“What do you think I was doing?” Luka retorted.
He ignored the sarcasm, letting his darkness swarm and billow, creating a shield to protect Axel and the Fae in case the wall exploded. Which would not be great and would probably alert his father, so he was really hoping that wouldn’t be the case.
Little by little, pieces of the wall fell to the ground. Tiny pebbles and pieces of shale. It sounded like raindrops as they fell faster and faster until they all crumbled into a pile, leaving them staring into a room. A small sofa for two. A table and chairs for the same. A small bed. And on her feet, wide emerald eyes staring back at them was?—
“Caris?” Axel rasped, and Theon was glad he said it, because he sure as fuck couldn’t.
He was just…staring at her.
A phantom of his past.

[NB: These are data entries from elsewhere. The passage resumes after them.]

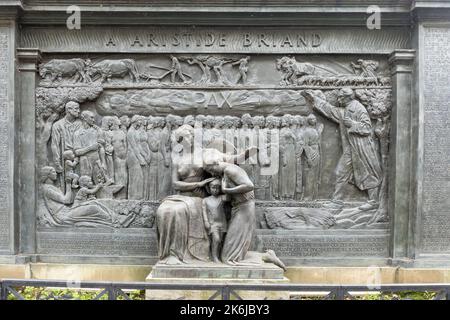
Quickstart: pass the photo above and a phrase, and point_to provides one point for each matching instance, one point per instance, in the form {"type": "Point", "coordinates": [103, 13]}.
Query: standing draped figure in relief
{"type": "Point", "coordinates": [359, 163]}
{"type": "Point", "coordinates": [247, 139]}
{"type": "Point", "coordinates": [189, 120]}
{"type": "Point", "coordinates": [62, 134]}
{"type": "Point", "coordinates": [88, 146]}
{"type": "Point", "coordinates": [105, 135]}
{"type": "Point", "coordinates": [312, 177]}
{"type": "Point", "coordinates": [261, 181]}
{"type": "Point", "coordinates": [136, 159]}
{"type": "Point", "coordinates": [153, 144]}
{"type": "Point", "coordinates": [299, 130]}
{"type": "Point", "coordinates": [229, 132]}
{"type": "Point", "coordinates": [119, 144]}
{"type": "Point", "coordinates": [164, 179]}
{"type": "Point", "coordinates": [208, 125]}
{"type": "Point", "coordinates": [273, 125]}
{"type": "Point", "coordinates": [287, 158]}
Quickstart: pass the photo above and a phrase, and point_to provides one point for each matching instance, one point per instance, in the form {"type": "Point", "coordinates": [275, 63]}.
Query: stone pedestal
{"type": "Point", "coordinates": [198, 272]}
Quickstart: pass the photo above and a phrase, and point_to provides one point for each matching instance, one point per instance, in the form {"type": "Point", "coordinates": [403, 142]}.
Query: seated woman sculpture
{"type": "Point", "coordinates": [238, 186]}
{"type": "Point", "coordinates": [60, 213]}
{"type": "Point", "coordinates": [179, 221]}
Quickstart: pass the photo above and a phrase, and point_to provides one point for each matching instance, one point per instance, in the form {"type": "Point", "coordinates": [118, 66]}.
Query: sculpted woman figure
{"type": "Point", "coordinates": [62, 211]}
{"type": "Point", "coordinates": [179, 221]}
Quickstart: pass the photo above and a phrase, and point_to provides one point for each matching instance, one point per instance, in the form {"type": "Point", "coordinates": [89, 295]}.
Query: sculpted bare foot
{"type": "Point", "coordinates": [171, 261]}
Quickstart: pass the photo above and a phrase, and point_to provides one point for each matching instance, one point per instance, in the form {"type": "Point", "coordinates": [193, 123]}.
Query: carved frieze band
{"type": "Point", "coordinates": [248, 40]}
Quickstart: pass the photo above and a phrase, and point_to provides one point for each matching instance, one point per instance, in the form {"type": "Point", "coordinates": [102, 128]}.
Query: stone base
{"type": "Point", "coordinates": [198, 272]}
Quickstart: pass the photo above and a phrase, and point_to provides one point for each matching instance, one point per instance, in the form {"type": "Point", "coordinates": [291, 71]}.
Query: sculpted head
{"type": "Point", "coordinates": [72, 109]}
{"type": "Point", "coordinates": [171, 120]}
{"type": "Point", "coordinates": [219, 122]}
{"type": "Point", "coordinates": [125, 122]}
{"type": "Point", "coordinates": [85, 182]}
{"type": "Point", "coordinates": [161, 122]}
{"type": "Point", "coordinates": [189, 120]}
{"type": "Point", "coordinates": [178, 121]}
{"type": "Point", "coordinates": [286, 120]}
{"type": "Point", "coordinates": [185, 133]}
{"type": "Point", "coordinates": [115, 123]}
{"type": "Point", "coordinates": [299, 120]}
{"type": "Point", "coordinates": [136, 121]}
{"type": "Point", "coordinates": [211, 161]}
{"type": "Point", "coordinates": [237, 122]}
{"type": "Point", "coordinates": [259, 121]}
{"type": "Point", "coordinates": [345, 96]}
{"type": "Point", "coordinates": [48, 172]}
{"type": "Point", "coordinates": [247, 120]}
{"type": "Point", "coordinates": [106, 123]}
{"type": "Point", "coordinates": [312, 120]}
{"type": "Point", "coordinates": [210, 121]}
{"type": "Point", "coordinates": [88, 117]}
{"type": "Point", "coordinates": [228, 122]}
{"type": "Point", "coordinates": [151, 122]}
{"type": "Point", "coordinates": [68, 155]}
{"type": "Point", "coordinates": [215, 187]}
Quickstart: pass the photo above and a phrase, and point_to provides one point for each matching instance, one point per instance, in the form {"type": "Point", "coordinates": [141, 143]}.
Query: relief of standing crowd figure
{"type": "Point", "coordinates": [130, 158]}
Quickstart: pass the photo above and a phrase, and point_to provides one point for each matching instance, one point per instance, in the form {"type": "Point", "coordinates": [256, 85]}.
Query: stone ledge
{"type": "Point", "coordinates": [310, 275]}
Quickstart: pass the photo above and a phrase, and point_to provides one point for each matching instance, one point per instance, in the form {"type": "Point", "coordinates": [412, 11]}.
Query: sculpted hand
{"type": "Point", "coordinates": [94, 147]}
{"type": "Point", "coordinates": [348, 123]}
{"type": "Point", "coordinates": [58, 168]}
{"type": "Point", "coordinates": [205, 182]}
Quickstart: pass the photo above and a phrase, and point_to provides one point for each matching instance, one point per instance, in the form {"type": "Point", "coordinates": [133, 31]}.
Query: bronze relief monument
{"type": "Point", "coordinates": [203, 139]}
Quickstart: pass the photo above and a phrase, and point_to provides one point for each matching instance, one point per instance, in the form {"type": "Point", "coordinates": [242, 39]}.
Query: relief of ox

A female he’d watched be tortured to death in front of his own eyes when he was scarcely ten years. A nursemaid who’d been more of a mother to him than Cressida had ever been.
Her eyes were bouncing between him and Axel and Luka, and she appeared as frozen as they were. No one daring to breathe or move. As if they were looking through a pane of glass.
“She is powerful,” Tessa hummed, stepping over the line of crumbled rock and into the room. “But she is trapped.”
“Tessa, stop,” Luka ground out, going after her and winding an arm around her waist. He pulled her back into his chest, his dragonfire brushing along her arms and stomach.
But now the female’s gaze was holding Theon’s, and all he could think to say was, “How?”
She smiled sadly as she took him in. “You’re tall.” Her gaze skipped between the three of them again. “You all are.”
“How?” Theon repeated. “You’re not… You can’t be…”
“You have to speak it otherwise I cannot say it,” she said, still as unmoving as he was.
A vow or oath of some sort then.
“You’re my mother?” Theon asked, the words quiet as they passed his lips.
And she nodded, something shifting in her features. A wariness, perhaps? Suspicion?
“We saw you die,” Axel said suddenly. “We watched it. What he did…”
“You watched the torture,” she said, her fingers curling at her sides. “You thought you saw my death.”
“We scattered your ashes in Sinvons Lake,” Luka said, and Theon could feel his own suspicion down the bond.
“But did you see my body burn?”
“None of this makes any sense,” Theon said. He took a step back, pebbles crunching under his shoes. “This is a trap.”
“How can it be? The Mark led you here,” Tessa said, seemingly back from the depths of her power.
“I hear you have become quite the academic,” the female said tentatively, clasping her hands in front of her.
“From who? Him?” Theon sneered.
She arched a brow. “Valter only visits me to gloat or try to force me to aid him. He never speaks of you. Of any of you. It was a torture in and of itself.”
“I think you need to explain…everything,” Luka said, still holding Tessa to him, and she was looking at the female with keen interest.
“She’s trapped,” Tessa said again.
Ignoring her, Theon said, “Start from the beginning.”
She studied him for a long moment, and he felt too godsdamn exposed. Why was he wondering what she thought of him? If he measured up? He’d watched Caris die, and even then, Caris couldn’t have been hismother. She was a Fae with water magic in love with Pen.
“My family line is the original line to rule Arius Kingdom,” she finally said.